Abgesehen von der Tatsache, dass in generiertem Code nichts geändert werden sollte, ist dieser Mehraufwand auch nicht gerade schön, da dieser *jedesmal* anfällt, wenn die Typklassen neu generiert werden (kann bisher auch nicht abschätzen, wie oft die Typen neu generiert werden, kann durchaus jeden Tag eine Änderung anstehen, oder auch nur ein Mal im halben Jahr). Und es gibt nicht nur eine Datumsangabe in meinem Projekt.

Außerdem gibt es dann noch mit der Setter Methode an sich Probleme, da Automatismen beim Setter einen "long"-Datentyp als Übergabeparameter erwarten und kein Date...

Und daraus resultieren halt meine Fragen:

zu 1:
als Grund für das Wechseln vom Typ Date zu long wurde mir gesagt, dass andere Programmier- bzw. Scriptsprachen nichts mit dem Datentyp "Date" anfangen können. Daher meine Frage: Stimmt das? Und wenn ja, wie greifen dann diese Programmiersprachen auf Datenbankelemente zu, die ein Datum beinhalten? Java wird ja nicht die einzige Programmiersprache sein, die Datumsangaben auswerten kann.  (ich weiß, dass das ein Java-Forum ist, daher war der Nachsatz, "falls sich einer damit auskennt hier")

zu 2:
Da ich mich noch nicht sehr gut mit Datenbanken auskenn, wollt ich halt hier nachfragen, ob einer von euch weiß, ob man gleich beim "Select" Statement es so konvertieren kann, dass kein Datum an sich zurück geliefert wird, sondern ein long. Also dass bei mir über MyBatis gar kein Date erst ankommt, sondern gleich ein long und ich keine Anpassungen im Code vornehmen muss.

zu 3:
Und die letzte Möglichkeit, die mir ohne Antworten zu bekommen eingefallen war, war halt, dass ich für die Datenbank eigene Typklassen erstelle, so dass der Geburtstag (zum Beispiel) dort als Date gespeichert wird und ich dann im Nachhinein dann die WebService Typen fülle. Ist halt nerviges Hin und her kopieren von Werten, daher hatte ich gehofft, dass mir einer von euch auf die ersten beiden Fragen antworten könnte!

Ich hoff, jetzt ist es klarer rüber gekommen.

mfg
Jay


----------



## XHelp (4. Okt 2011)

zu 1: was überrascht dich jetzt?
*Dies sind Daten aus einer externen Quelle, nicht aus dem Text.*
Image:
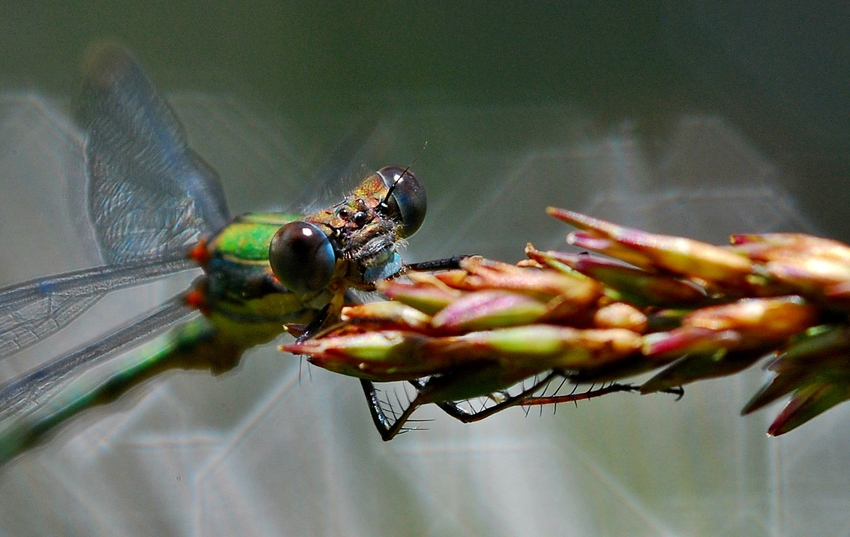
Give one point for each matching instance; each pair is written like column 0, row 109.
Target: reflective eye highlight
column 302, row 258
column 407, row 202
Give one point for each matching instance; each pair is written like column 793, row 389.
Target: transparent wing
column 32, row 311
column 32, row 389
column 148, row 194
column 148, row 197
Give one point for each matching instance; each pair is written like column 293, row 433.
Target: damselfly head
column 356, row 240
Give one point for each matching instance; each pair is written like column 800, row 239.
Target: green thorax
column 247, row 238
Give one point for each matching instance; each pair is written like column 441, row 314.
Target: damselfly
column 156, row 208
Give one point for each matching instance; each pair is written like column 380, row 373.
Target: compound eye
column 407, row 202
column 302, row 257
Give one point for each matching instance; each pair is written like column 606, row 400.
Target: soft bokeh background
column 693, row 118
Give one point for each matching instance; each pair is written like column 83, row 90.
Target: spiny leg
column 387, row 428
column 465, row 416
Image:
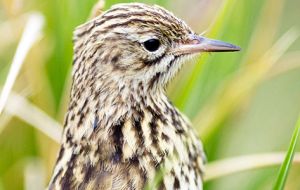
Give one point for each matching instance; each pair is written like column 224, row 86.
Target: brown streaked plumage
column 120, row 127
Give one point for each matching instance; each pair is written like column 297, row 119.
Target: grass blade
column 30, row 35
column 228, row 166
column 285, row 167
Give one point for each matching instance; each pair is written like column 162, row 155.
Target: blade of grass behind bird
column 285, row 167
column 240, row 87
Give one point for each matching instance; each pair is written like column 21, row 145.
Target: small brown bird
column 120, row 128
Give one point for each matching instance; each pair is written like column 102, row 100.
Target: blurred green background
column 240, row 103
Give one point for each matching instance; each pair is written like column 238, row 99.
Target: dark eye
column 152, row 45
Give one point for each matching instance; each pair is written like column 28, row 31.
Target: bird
column 120, row 128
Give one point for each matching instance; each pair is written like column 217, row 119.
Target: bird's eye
column 152, row 45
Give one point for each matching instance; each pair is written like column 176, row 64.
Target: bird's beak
column 197, row 44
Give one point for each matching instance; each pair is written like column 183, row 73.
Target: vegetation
column 244, row 105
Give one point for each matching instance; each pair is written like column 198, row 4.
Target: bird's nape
column 121, row 127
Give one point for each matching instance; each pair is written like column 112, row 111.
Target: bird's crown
column 138, row 43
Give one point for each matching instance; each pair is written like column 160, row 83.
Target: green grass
column 286, row 165
column 240, row 103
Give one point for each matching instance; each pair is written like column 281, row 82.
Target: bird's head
column 138, row 44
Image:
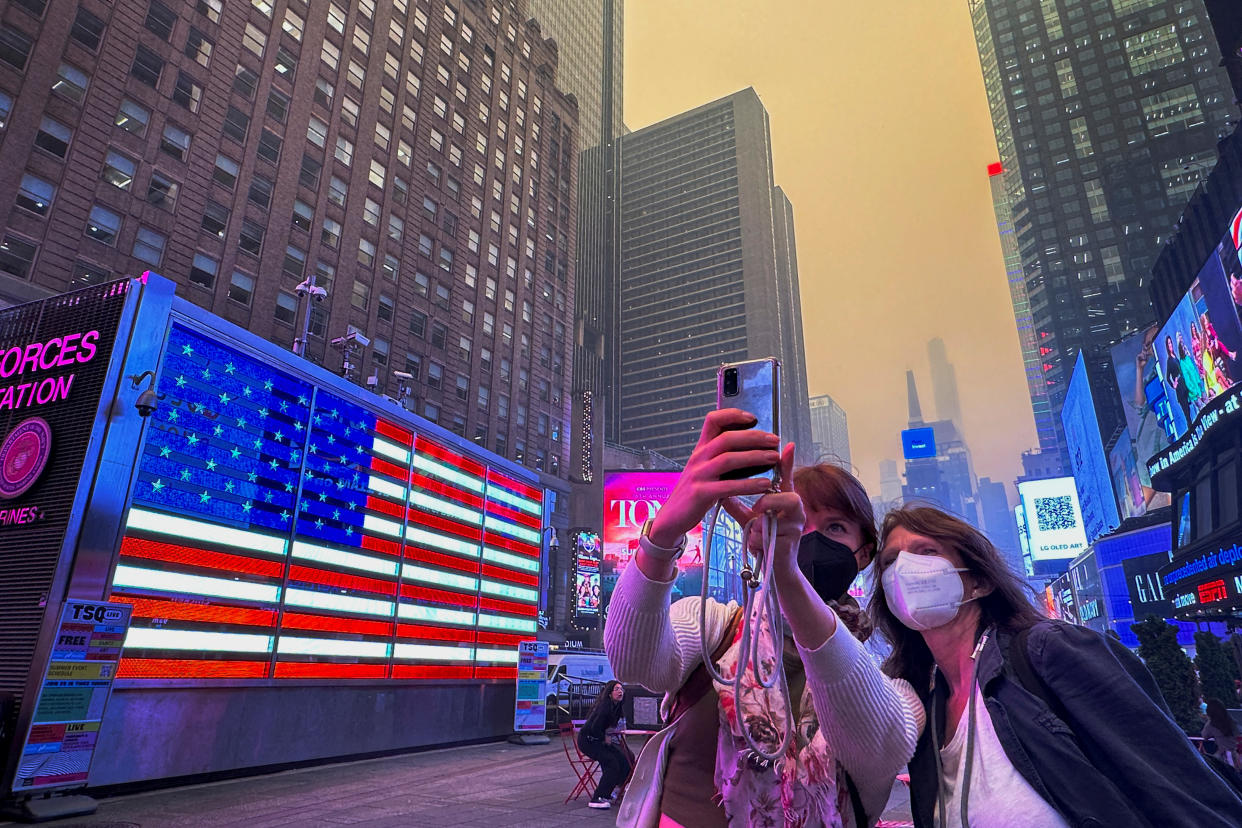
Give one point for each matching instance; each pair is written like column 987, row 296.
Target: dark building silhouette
column 1107, row 117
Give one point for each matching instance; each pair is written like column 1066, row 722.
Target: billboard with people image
column 1197, row 349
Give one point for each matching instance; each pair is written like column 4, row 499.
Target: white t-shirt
column 1000, row 797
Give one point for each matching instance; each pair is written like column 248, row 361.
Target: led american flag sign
column 281, row 530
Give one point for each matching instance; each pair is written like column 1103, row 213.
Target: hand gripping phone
column 753, row 386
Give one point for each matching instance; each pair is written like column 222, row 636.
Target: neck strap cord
column 760, row 610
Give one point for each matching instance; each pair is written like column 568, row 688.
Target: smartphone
column 753, row 386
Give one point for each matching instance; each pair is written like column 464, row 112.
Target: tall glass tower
column 1107, row 114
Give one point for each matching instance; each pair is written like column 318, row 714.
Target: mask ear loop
column 748, row 643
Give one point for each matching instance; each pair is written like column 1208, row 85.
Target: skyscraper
column 1106, row 116
column 944, row 384
column 830, row 431
column 692, row 293
column 388, row 150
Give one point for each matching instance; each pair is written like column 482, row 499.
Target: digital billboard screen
column 586, row 574
column 918, row 443
column 1199, row 349
column 280, row 530
column 1053, row 519
column 1087, row 461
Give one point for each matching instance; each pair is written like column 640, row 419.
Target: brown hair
column 826, row 486
column 1006, row 605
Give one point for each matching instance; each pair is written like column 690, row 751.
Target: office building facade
column 693, row 296
column 416, row 160
column 1106, row 116
column 830, row 431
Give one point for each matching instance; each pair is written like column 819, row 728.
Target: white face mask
column 923, row 591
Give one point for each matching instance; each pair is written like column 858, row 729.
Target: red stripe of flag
column 446, row 489
column 385, row 428
column 502, row 510
column 432, row 672
column 516, row 486
column 200, row 612
column 437, row 596
column 427, row 520
column 185, row 668
column 329, row 670
column 329, row 623
column 525, row 579
column 342, row 580
column 425, row 446
column 434, row 633
column 507, row 606
column 190, row 556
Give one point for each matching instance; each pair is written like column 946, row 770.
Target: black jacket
column 1117, row 757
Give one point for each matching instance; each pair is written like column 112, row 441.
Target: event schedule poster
column 530, row 706
column 75, row 692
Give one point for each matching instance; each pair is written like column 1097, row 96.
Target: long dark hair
column 1220, row 718
column 826, row 486
column 1007, row 605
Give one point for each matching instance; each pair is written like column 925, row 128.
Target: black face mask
column 827, row 564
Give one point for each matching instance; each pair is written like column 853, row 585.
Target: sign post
column 68, row 710
column 530, row 704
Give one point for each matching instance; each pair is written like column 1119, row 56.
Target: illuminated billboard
column 1149, row 415
column 1087, row 461
column 918, row 443
column 1199, row 349
column 282, row 531
column 586, row 574
column 1053, row 519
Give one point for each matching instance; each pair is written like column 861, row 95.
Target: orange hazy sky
column 881, row 139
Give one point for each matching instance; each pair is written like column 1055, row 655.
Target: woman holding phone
column 852, row 729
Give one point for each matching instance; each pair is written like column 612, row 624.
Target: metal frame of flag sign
column 280, row 530
column 77, row 684
column 530, row 703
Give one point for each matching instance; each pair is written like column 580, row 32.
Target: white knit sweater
column 870, row 720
Dass andere Programmiersprachen nicht mit der Klasse java.util.Date umgehen können :bahnhof:?
zu 2:MySQL :: MySQL 5.5 Reference Manual :: 11.7 Date and Time Functions


----------



## JayGabriel (4. Okt 2011)

Nein, nicht mit dem Datentyp "java.util.Date" sondern mit dem *Datenbank-Datentyp* "Date".
In der Datenbank werden doch keine Javaobjekte gespeichert!

Und mich überrascht die Aussage, dass andere Programmiersprachen keinen Datentyp haben sollen, die ein Datum verarbeiten können sollen. :bahnhof: Das ist alles.

Danke für die Antwort, ich hoffe für MSSQL gibt es eine ähnliche Funktion mit dem Konvertieren.

mfg
Jay


----------